I work with clay and ceramics. Most of my work evolves around circular forms. When I conceived of these poems, I thought of them as “boxes” much like the box-forms of apartment buildings and the many simple houses I passed on solitary walks for my mental health. Everything around me felt empty, and I could see the lines in the buildings and the streets: one squared form after another squared form.  Boxes upon boxes. The only thing round were the trees on the sidewalks.

Think of the paragraph as a box. Consider the box a type of poetic form. It may seem boring and predictable, efficient, and mundane, but inside each box is a rich complex world of survival, deep struggles, personal obstacles, persistent doubts. What’s so compelling about using the paragraph as a boxed form is the visual focus of the poem.

I think of these boxed poetic forms as individual prose poems, but prose is just the veneer of poetry.

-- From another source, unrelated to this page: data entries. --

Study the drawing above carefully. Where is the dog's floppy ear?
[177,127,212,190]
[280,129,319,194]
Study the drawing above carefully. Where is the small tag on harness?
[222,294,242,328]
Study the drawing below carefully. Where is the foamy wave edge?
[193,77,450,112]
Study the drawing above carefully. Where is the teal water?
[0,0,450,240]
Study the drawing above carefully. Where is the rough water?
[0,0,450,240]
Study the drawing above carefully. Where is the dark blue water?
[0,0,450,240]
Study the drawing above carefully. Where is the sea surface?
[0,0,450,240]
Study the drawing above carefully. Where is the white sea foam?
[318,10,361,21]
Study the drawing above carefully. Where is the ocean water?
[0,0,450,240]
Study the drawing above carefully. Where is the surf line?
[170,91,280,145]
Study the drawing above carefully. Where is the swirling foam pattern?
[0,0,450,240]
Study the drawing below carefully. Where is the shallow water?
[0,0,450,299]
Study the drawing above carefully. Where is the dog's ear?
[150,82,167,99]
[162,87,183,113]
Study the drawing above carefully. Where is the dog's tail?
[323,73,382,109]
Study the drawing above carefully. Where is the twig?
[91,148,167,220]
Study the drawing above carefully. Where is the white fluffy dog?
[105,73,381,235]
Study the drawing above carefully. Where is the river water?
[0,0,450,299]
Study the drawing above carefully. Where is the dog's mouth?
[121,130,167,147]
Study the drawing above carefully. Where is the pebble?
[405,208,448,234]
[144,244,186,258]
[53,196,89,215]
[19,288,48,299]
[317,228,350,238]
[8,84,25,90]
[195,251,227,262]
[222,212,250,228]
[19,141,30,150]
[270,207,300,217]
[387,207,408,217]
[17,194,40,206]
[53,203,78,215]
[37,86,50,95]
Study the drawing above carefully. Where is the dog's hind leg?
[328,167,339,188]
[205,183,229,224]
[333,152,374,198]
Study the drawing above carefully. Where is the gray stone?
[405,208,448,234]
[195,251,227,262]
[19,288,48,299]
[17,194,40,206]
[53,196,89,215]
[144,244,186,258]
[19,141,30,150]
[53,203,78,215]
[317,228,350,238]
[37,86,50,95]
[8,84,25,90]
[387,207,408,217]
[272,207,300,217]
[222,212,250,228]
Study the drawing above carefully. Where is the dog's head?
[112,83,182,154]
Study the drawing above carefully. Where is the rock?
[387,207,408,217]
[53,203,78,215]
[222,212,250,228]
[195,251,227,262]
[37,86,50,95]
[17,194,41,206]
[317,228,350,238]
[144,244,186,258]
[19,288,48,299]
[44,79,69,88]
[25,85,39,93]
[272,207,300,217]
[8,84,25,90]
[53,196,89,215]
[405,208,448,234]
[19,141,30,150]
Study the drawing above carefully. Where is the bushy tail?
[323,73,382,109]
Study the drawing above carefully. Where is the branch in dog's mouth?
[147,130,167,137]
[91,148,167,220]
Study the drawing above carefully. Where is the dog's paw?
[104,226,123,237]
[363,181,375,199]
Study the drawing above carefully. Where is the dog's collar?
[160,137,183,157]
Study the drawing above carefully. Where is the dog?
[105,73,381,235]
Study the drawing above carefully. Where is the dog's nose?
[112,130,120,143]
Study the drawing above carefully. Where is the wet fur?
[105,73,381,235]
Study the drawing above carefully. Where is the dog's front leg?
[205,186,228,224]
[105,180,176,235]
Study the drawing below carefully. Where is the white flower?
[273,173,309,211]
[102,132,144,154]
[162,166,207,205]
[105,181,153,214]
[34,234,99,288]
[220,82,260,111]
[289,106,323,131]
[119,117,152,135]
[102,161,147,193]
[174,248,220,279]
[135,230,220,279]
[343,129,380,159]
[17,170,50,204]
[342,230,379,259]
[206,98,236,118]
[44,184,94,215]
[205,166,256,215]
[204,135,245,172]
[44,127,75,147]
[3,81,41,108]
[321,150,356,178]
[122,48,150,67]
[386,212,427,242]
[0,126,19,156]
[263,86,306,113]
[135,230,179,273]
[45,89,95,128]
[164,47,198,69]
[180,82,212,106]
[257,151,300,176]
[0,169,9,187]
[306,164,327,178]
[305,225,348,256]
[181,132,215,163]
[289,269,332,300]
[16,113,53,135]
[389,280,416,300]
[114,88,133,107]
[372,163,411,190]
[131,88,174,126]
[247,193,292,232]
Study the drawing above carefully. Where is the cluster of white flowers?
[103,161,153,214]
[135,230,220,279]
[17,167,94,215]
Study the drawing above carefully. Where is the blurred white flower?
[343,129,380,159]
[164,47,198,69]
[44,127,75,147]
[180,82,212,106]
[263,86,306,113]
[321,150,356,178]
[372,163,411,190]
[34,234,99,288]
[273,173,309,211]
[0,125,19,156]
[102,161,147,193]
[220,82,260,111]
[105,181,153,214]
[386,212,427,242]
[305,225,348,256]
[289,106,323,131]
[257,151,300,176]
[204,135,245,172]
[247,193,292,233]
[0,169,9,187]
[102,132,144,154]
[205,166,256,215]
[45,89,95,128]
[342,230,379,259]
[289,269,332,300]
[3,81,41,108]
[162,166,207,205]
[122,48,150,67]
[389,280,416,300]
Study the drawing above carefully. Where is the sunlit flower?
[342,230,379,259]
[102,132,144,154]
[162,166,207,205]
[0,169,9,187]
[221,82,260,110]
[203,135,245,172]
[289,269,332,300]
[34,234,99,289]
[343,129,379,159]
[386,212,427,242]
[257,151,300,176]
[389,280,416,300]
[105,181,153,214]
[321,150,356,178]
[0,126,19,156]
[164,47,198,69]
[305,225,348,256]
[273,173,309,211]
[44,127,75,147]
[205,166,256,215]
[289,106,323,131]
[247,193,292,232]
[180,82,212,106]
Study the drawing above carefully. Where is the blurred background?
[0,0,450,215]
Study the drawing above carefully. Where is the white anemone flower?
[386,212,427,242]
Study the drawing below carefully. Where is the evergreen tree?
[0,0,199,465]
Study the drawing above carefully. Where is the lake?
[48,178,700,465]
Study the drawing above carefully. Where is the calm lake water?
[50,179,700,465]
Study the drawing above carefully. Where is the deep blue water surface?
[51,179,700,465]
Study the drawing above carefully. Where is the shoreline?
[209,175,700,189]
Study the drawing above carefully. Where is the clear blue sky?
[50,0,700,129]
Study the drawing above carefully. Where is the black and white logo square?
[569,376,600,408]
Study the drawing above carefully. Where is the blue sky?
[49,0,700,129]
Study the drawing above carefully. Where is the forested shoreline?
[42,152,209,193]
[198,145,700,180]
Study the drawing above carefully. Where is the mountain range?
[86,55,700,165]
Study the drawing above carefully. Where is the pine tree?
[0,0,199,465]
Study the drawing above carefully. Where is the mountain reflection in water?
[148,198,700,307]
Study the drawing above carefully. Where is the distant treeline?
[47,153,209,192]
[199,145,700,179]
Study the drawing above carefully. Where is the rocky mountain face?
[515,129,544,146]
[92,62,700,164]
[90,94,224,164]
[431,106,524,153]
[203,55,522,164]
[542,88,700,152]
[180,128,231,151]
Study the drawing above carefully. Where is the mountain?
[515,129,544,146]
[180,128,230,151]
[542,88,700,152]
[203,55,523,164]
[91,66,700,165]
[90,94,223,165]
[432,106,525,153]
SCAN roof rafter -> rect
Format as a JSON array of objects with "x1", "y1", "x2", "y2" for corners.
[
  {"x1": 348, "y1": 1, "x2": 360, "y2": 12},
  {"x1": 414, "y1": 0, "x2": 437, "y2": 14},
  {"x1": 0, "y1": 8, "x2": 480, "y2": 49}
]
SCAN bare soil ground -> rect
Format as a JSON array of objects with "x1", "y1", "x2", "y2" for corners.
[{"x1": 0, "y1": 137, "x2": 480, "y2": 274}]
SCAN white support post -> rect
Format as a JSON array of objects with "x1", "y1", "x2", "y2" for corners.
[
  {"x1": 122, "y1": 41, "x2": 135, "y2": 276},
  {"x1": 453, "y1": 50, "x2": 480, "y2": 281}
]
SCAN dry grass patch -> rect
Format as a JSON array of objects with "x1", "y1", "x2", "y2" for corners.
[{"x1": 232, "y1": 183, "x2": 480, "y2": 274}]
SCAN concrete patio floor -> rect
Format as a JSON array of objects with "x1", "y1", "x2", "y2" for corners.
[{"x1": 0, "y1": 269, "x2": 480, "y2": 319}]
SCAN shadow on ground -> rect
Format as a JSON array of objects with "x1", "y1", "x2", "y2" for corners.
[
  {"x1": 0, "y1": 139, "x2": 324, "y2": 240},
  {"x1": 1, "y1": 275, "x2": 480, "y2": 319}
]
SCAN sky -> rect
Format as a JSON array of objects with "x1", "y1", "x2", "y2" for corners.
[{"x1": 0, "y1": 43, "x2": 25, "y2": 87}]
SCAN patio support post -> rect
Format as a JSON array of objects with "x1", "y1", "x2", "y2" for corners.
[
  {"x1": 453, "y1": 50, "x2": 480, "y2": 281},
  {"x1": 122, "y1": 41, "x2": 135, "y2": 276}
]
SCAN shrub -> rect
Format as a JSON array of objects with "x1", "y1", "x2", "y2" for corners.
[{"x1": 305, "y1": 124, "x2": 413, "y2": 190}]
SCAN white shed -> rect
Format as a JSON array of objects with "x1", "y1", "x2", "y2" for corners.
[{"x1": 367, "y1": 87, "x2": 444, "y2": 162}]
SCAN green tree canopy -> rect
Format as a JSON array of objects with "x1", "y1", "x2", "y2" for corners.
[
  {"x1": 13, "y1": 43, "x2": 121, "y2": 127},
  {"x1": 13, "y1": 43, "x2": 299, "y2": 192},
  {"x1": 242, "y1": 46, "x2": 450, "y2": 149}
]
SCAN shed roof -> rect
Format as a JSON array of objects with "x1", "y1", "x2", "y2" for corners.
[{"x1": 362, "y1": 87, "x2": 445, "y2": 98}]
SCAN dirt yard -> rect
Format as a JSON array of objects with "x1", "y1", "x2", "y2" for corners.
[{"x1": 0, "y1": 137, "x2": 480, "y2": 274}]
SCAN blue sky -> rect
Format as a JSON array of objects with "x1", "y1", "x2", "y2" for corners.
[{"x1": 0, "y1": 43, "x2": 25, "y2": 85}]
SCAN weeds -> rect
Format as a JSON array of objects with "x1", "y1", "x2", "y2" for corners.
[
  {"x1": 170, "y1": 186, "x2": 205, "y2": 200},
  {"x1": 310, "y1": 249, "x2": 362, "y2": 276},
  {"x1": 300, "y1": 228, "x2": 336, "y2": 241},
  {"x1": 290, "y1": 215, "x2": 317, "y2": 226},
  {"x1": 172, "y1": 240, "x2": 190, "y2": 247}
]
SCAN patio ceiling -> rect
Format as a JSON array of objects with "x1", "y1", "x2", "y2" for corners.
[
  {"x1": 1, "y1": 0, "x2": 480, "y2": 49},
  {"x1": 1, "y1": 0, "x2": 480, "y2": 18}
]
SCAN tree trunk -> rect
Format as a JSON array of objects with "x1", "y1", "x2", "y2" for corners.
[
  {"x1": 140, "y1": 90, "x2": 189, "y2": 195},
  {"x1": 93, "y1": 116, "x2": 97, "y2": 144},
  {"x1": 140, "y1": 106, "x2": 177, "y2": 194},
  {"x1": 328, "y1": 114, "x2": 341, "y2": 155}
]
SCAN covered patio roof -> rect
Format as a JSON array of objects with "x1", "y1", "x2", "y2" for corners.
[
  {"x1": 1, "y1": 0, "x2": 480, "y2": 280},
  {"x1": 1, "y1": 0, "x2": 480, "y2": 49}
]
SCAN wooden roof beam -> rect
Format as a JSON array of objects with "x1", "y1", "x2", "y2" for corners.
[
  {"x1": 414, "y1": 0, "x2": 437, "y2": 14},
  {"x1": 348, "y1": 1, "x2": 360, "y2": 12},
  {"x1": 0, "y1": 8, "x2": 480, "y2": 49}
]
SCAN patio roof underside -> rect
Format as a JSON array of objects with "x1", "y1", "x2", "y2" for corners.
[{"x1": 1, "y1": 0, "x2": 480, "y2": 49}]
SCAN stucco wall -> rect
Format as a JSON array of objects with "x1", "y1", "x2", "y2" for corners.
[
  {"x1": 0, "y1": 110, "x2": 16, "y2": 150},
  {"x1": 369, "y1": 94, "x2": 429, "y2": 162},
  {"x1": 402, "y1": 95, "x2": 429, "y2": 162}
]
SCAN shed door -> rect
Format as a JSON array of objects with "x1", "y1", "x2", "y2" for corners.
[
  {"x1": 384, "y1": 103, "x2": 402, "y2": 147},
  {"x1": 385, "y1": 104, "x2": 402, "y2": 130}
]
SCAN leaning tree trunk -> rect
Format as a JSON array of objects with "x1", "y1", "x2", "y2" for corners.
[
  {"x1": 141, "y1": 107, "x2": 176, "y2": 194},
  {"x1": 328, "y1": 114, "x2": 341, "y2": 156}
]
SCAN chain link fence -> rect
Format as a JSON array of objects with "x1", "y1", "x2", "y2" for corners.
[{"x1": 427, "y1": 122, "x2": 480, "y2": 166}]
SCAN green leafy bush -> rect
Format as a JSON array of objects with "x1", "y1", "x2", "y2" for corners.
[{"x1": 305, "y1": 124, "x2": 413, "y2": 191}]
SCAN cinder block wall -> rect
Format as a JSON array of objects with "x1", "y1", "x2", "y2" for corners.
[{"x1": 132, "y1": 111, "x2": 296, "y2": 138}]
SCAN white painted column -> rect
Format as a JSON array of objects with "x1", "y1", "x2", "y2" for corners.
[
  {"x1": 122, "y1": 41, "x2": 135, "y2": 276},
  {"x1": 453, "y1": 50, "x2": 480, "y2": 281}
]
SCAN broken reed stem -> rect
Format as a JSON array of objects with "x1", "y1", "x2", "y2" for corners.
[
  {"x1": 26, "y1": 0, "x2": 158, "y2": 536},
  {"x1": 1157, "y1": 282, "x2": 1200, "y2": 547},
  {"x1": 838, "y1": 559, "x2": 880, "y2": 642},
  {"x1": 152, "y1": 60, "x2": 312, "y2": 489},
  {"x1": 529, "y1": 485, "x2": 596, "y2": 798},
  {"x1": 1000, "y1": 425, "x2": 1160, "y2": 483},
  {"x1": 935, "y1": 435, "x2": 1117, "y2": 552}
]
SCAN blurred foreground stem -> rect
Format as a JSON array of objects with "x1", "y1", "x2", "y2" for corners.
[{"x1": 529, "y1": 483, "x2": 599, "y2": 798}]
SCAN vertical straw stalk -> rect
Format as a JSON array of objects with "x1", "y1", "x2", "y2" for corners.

These poems are stand alone, but I also like the way when I combine them together, poem next to poem, they begin to take on new meaning. The juxtaposition of each box piled beside another box begins to shape the ideas in the poem in the mind of the reader. Proximity in community is something our culture feels almost blind to because we rely on technology to keep us connected. The walls we build around ourselves are of our own making.

 

1520 Laguna Circle

 

I remember looking up from my book because I sensed something collapsing outside our window. It was a beautiful spring morning, the kind of day when a person doesn’t expect bodies plummeting out of the sky; and yet, a dead robin lay on its side staring back at me. My first thought was to look away and pretend I didn’t see a bird die in mid-air, but every time I looked up from my book I saw the stiffened carcass, and I imagined to myself the final moments when this robin had a heart attack or a stroke, falling like a rock tossed onto our porch.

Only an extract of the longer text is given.